Previous studies have reported that the MSH2-MSH6 dimer could bind to and phosphorylate ATM, a key kinase in the DNA damage response pathway [38]. Moreover, activated ATM could phosphorylate p53 and activate its downstream target p21, finally leading to cell cycle arrest [39, 40]. Hence, we hypothesized that PTCHD4-AS might enhance the MSH2-MSH6 dimerization and promote its interaction with ATM, which in turn activates the ATM-p53-p21 pathway. To test this hypothesis, we performed a coIP assay using anti-MSH2 antibody in GC cells overexpressing PTCHD4-AS or empty vector. It was found that more MSH6 and ATM were co-precipitated with MSH2 in PTCHD4-AS overexpressing cells than in control cells (Figure 5D, 5E). Furthermore, it was found that PTCHD4-AS overexpression increased the expression of phosphorylated ATM, p53 and p21. These effects were reversed by MSH2 knockdown (Figure 5F, 5G). In addition, these results suggested that PTCHD4-AS possibly scaffold MSH2 and MSH6 and activated the ATM-p53-p21 pathway by enhancing the MSH2-MSH6 dimerization.

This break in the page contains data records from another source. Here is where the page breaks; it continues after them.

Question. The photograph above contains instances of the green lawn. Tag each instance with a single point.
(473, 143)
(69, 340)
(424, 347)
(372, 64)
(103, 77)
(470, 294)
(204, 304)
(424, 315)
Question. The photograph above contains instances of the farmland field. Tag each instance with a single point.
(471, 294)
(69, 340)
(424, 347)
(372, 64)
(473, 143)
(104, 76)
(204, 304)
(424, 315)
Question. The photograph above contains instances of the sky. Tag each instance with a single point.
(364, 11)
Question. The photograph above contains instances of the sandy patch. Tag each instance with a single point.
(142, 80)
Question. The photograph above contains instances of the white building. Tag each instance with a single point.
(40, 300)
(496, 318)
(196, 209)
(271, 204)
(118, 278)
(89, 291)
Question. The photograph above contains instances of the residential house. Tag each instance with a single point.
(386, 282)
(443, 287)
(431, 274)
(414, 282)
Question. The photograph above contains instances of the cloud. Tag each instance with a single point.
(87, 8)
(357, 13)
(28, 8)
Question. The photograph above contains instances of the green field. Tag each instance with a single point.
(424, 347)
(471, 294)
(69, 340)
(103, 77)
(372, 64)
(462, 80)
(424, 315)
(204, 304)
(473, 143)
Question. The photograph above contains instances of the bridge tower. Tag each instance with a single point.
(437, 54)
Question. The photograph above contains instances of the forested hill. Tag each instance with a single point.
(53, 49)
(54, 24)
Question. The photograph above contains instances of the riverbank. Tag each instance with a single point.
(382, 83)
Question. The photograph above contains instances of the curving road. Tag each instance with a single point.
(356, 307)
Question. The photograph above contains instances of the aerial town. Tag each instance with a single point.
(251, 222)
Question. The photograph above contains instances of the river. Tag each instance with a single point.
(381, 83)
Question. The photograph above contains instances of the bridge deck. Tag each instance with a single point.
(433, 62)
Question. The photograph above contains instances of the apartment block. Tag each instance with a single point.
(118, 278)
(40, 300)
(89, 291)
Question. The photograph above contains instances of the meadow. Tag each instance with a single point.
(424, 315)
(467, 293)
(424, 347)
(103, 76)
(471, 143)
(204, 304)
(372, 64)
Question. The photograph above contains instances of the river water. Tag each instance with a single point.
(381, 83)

PTCHD4-AS enhanced the sensitivity of GC cells to cisplatin via MSH2-MSH6 dimer
Cisplatin (CDDP) is one of the most commonly used first-line chemotherapy drugs for GC [41]. However, its efficacy is often limited by drug resistance, which has been associated with impaired MMR function [42, 43]. Hence, we assessed the potential effect of PTCHD4-AS on the cellular response of GC cells towards cisplatin. It was observed that the overexpression of PTCHD4-AS resulted in decreased IC50 of CDDP in both SGC7901 and MGC803 cells (Figure 6A, 6B). Furthermore, we determined that the overexpression of PTCHD4-AS alone did not substantially induce apoptosis in GC cells. However, it did improve the apoptotic effect of CDDP. The observed effect was reversed after MSH2 knockdown (Figure 6C, 6D). These findings suggest that PTCHD4-AS enhances the sensitivity to CDDP via the MSH2-MSH6 dimer.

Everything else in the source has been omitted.